In terms of clinical significance, cartilage lesions within the shoulder joint may be regarded as an ancillary finding, at the background of rotator cuff or labrum disorders [28]. However, the high frequency of these lesions, and the potential clinical and therapeutic impact of their proper assessment, must be underlined.

In the setting of the differential diagnosis of shoulder pain, arthritic changes may be clinically relevant, because they can accompany or mimic symptoms of shoulder impingement syndrome, and the treatment options for these two conditions are different [15].

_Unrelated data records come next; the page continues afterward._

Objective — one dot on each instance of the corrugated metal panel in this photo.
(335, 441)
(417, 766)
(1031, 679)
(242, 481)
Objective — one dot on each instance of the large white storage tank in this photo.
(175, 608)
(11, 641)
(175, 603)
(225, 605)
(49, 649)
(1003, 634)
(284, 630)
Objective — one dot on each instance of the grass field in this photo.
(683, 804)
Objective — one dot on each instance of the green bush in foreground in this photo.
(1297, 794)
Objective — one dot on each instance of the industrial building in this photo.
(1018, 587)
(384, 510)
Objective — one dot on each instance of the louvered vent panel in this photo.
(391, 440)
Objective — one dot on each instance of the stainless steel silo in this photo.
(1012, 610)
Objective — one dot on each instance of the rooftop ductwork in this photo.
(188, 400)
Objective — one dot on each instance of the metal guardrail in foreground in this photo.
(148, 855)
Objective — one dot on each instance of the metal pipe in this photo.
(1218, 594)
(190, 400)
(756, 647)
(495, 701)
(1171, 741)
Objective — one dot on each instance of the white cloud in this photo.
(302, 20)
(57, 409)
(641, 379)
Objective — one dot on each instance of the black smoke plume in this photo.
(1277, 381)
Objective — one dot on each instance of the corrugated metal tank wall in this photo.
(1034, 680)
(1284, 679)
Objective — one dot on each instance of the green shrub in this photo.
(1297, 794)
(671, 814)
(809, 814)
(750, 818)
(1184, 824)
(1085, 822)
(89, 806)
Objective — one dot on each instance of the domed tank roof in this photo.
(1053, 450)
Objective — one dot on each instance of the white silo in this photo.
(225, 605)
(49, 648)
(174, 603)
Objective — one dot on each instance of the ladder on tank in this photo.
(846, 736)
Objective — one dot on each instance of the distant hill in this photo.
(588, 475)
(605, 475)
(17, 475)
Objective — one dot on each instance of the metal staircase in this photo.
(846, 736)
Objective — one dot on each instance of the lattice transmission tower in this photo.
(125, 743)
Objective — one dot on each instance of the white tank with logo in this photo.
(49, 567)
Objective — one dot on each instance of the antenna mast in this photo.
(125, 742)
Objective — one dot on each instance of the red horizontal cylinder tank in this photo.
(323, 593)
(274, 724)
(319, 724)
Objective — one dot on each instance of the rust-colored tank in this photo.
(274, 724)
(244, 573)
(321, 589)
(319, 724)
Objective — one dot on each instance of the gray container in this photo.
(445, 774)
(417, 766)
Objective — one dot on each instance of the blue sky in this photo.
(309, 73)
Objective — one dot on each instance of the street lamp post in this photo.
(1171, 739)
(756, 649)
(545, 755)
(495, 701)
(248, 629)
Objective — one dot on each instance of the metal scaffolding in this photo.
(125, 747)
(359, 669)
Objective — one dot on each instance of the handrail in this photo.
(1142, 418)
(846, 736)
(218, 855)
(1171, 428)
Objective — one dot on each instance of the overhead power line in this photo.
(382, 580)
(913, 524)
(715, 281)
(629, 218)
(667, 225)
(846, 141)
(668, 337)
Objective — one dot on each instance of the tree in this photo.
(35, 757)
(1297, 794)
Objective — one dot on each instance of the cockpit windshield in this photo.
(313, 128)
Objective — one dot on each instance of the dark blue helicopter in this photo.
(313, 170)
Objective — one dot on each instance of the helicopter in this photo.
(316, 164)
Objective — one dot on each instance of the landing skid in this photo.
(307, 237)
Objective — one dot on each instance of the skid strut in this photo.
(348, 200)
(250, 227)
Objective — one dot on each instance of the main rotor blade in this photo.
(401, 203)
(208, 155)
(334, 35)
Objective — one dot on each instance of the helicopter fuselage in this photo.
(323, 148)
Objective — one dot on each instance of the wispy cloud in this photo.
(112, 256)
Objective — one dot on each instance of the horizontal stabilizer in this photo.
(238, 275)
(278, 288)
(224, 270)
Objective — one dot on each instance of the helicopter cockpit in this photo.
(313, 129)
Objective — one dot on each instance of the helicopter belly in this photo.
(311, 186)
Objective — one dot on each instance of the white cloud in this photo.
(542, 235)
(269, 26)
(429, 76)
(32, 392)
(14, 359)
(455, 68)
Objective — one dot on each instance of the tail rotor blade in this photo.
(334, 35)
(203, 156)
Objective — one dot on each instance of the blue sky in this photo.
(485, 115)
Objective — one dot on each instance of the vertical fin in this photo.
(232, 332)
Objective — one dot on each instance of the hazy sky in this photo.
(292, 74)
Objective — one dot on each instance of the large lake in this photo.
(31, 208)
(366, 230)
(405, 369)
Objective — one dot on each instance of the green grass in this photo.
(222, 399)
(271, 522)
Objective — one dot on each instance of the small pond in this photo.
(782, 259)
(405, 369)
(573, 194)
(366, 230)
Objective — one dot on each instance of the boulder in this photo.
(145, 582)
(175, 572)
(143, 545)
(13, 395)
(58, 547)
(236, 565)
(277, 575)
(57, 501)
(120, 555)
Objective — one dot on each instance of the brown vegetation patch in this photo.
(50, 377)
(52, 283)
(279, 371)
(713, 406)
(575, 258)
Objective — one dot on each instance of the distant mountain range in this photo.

Traditionally, after exclusion of other joint abnormalities, treatment of shoulder osteoarthritis consists of conservative treatment with oral anti-inflammatory medications and physical therapy. If conservative therapy fails to relieve symptoms, arthroscopic treatment may be considered [29]. For localized articular cartilage damage, joint lavage, loose body removal, degenerative cartilage debridement and repair of rotator-cuff tears may offer significant improvement, with relatively low morbidity [30]. Diffuse articular lesions may be treated by more invasive procedures, such as microfractures and perforations, which are supposed to provoke a bleeding response and subsequent growth of fibrocartilage to reinforce the articular surface [25]. More recent therapeutic options such as osteochondral transplantation may be performed for well-delimited deep cartilage defects [31]. We believe that MDCTa may play a role in the recognition of patients who are candidates to this therapeutic approach and in treatment planning.

In conclusion, this work assessed the value of MDCTa for studying the articular of the entire shoulder. This technique had a sensitivity and specificity range between 80% and 94% for detection of all open cartilage lesions and between 89% and 98% for detection of lesions with at least 50% substance loss.